On the other hand, in the case of the DEA, should the design matrix be something like this to account for batch effects?
design <- model.matrix(~0+groups+final+tss)
colnames(design)[1:4] <- c("basal", "her2", "luma", "lumb")
head(design)
basal her2 luma lumb platesA034 platesA056 platesA084 platesA109 platesA10J platesA115 platesA12D
1 1 0 0 0 0 0 1 0 0 0 0
2 1 0 0 0 1 0 0 0 0 0 0
3 1 0 0 0 0 0 1 0 0 0 0
4 1 0 0 0 1 0 0 0 0 0 0
5 1 0 0 0 0 0 0 0 0 0 0
6 1 0 0 0 0 0 0 1 0 0 0
platesA12P platesA137 tssA2 tssA7 tssA8 tssAN tssAO tssAQ tssAR tssB6 tssBH tssC8 tssD8 tssE2
1 0 0 1 0 0 0 0 0 0 0 0 0 0 0
2 0 0 1 0 0 0 0 0 0 0 0 0 0 0
3 0 0 0 0 0 0 0 0 0 0 0 0 0 0
4 0 0 1 0 0 0 0 0 0 0 0 0 0 0
5 0 1 0 0 0 0 0 0 1 0 0 0 0 0
6 0 0 0 0 0 0 0 0 0 1 0 0 0 0
If the design matrix is correct, the DEA with batch effects in the desing matrix should look like this, right?:
dge.disp <- estimateDisp(dge.n, design = design, robust = TRUE)

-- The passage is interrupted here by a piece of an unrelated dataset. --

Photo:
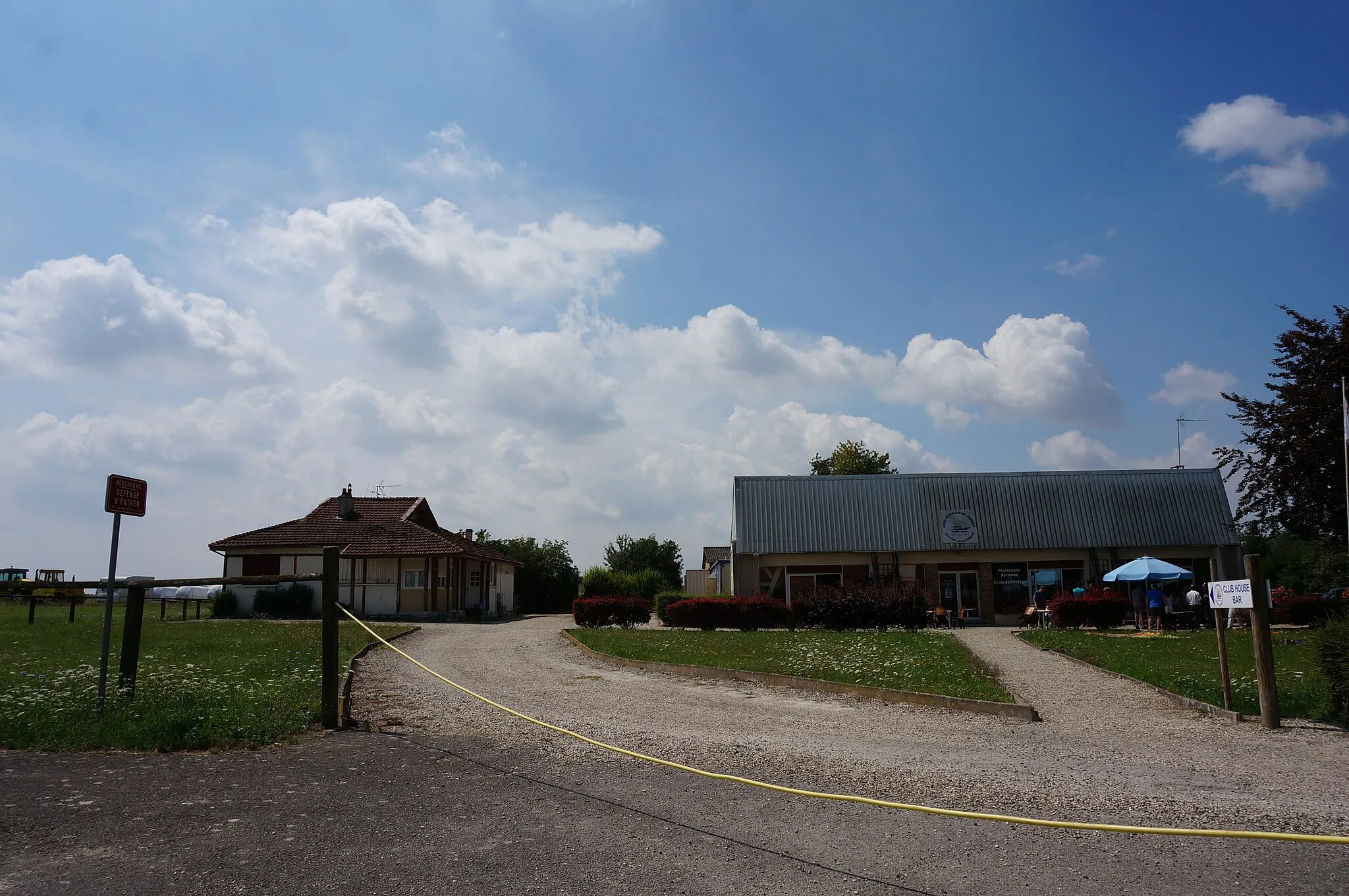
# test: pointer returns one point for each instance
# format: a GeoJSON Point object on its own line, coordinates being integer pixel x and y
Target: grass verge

fit <- glmQLFit(dge.disp, design, robust = TRUE)
basher2 <- makeContrasts(basal-her2, levels=design)
basluma <- makeContrasts(basal-luma, levels=design)
baslumb <- makeContrasts(basal-lumb, levels=design)
her2luma <- makeContrasts(her2-luma, levels=design)
her2lumb <- makeContrasts(her2-lumb, levels=design)
lumalumb <- makeContrasts(luma-lumb, levels=design)
trbasher2 <- glmTreat(fit, contrast = basher2, lfc = log2(1.5))
trbasluma <- glmTreat(fit, contrast = basluma, lfc = log2(1.5))
trbaslumb <- glmTreat(fit, contrast = baslumb, lfc = log2(1.5))
trher2luma <- glmTreat(fit, contrast = her2luma, lfc = log2(1.5))
trher2lumb <- glmTreat(fit, contrast = her2lumb, lfc = log2(1.5))
trlumalumb <- glmTreat(fit, contrast = lumalumb, lfc = log2(1.5))
totalcontrasts <- list(trbasher2, trbasluma, trbaslumb, trher2luma, trher2lumb, trlumalumb)
genes <- c() # Vector with all genes differentially expressed
for(c in totalcontrasts){
out <- topTags(c, n ="Inf")$table
out <- out[which(out$FDR <= 0.05),]
genes <- c(genes, rownames(out))
genes <- unique(genes)
}
Finally, can I do the same for the others TCGA cohorts (TCGA-COADREAD and TCGA-KIPAN)? I think that, in the case of these two cohorts, the samples of, for example, KICH, do not have the same batch IDs as KIRC since they are separated cohorts merged into a single one. If this is the case, is there any way to perform a DEA on that data? Thanks in advance.
EDIT: I have added the MDS plots for the two batches, before and after correction of each one.
Batch1 (plates) Before correction
Batch1 (plates) After correction
Batch2 (tss) Before correction
Batch2 (tss) After correction
You should color your PCA/MDS plots by the variable (in this case batch or tss) that you want to check is influencing your data. Especially to check if your removeBatchEffect of that variable is doing something in the before-after plots, across the two first dimensions or maybe further ones.
Thanks for the advice Papyrus. I have edited the post to show the MDS plots before and after remove batch effects. However, I still can not see further improvements or a clear batch effect being removed.